Within 12 days, she had received about 60 photographs from throughout Lunenburg County. She planned to collate the sketches into a book, which she did, and the first copies became available last summer. Since then, sales have been "phenomenal," reported Sharon, noting that she has only about 50 or 60 copies remaining from the 500 she printed.
"I think that a lot of people who may never have gone into a gallery, or thought about a gallery, got to know who we were and what we did through that book."
The pandemic influenced their art sales in other ways too. Sharon suggested that, amid the pandemic, for most people now "their home is their safe haven." They're redecorating and fixing up their properties. "They're not spending money so much on travelling and going to restaurants and stuff, so they're going out and buying, you know, a piece of art for their house...
"It's been absolutely phenomenal. We've done some things online, but the response that we have gotten from people shopping locally has been absolutely amazing" said Sharon.
She sees no issue or conflict with the four artists selling their creations under one roof, suggesting their work is all different.
According to its website, Cranston Gallery offers a unique collection of artwork by "Artistic Relations....The art gallery displays acrylic, oil, mixed media, sculpture and objects d'art that inspire, excite and activate emotional connections in our diverse clientele."
Sharon is a designated Master Pastelist member of Pastel Artists Canada (MPAC), a Signature member of the Society of Canadian Artists (SCA) and the Pastel Society of America (PSA). Her preferred mediums are acrylic and pastel.

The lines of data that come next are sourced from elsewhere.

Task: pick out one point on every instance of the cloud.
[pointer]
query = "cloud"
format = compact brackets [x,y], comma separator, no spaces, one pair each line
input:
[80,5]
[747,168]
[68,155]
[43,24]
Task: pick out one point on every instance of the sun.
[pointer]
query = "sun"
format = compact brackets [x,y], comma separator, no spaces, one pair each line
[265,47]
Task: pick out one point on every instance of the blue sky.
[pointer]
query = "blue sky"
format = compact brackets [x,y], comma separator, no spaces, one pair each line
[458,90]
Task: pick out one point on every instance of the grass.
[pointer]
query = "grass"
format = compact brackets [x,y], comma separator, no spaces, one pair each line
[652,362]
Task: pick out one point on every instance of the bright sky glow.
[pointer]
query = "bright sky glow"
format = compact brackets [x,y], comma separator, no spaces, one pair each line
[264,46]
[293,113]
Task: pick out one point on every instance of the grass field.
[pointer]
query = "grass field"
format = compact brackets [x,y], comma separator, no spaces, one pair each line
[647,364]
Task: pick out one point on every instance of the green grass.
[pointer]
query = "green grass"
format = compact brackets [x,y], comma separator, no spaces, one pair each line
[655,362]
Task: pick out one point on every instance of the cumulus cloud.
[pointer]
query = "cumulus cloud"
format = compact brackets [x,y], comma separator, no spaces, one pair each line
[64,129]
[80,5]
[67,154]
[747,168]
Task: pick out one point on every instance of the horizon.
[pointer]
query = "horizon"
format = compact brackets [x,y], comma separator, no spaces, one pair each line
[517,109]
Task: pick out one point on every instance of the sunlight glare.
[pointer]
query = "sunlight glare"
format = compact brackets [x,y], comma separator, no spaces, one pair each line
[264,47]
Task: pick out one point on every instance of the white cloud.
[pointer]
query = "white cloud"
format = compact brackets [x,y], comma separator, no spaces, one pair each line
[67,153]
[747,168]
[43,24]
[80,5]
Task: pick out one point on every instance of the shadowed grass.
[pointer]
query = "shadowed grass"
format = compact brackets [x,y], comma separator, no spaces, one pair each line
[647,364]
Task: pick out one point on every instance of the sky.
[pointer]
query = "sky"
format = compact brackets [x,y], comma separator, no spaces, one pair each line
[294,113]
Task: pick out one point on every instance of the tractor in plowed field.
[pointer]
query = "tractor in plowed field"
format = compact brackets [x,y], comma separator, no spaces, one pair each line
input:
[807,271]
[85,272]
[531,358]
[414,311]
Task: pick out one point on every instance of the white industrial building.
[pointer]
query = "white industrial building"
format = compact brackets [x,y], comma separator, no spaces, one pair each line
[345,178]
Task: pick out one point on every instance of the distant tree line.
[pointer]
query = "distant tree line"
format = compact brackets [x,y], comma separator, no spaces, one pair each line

An avid plein air painter, her focus is on the texture, colour and rhythms of the rural and urban landscape.
A background in painting and wood turning led Guy to create his distinctive folk-art bird sculptures. "Capturing humour, character, mannerisms and movements, each sculpture has a life of it's own, tells a story, and marks a fleeting moment," notes the website.
The website also references work by Guy's late brother Toller, who soared to great heights as a Canadian Olympic skater, painter, illustrator and lithographer.
The Smiths, who hail originally from southern Africa, suggest their gallery is one that "largely features and explores two streams of contemporary Canadian art."
Mike's New Horizons features lightly abstracted and stylized landscapes in oil on canvas," suggests their website, while Lyn's Rhythm and Hues is motivated "by joyful movement, compelling rhythms and the excitement of colour, a striving for balance between happy occurrence and imposed order."
The Smiths had opened their Lunenburg gallery just weeks before the pandemic hit and the Nova Scotia government instituted a virtual lockdown on the province. In an email to LighthouseNOW, Mike said the couple is looking forward to the new arrangement with the Cranstons, with whom they had been friends in Ontario.
"One of our main reasons is the synergy having all of our very varied styles of art in a single gallery for visitors - and it does indeed cover a broad cross section of work," said the artist.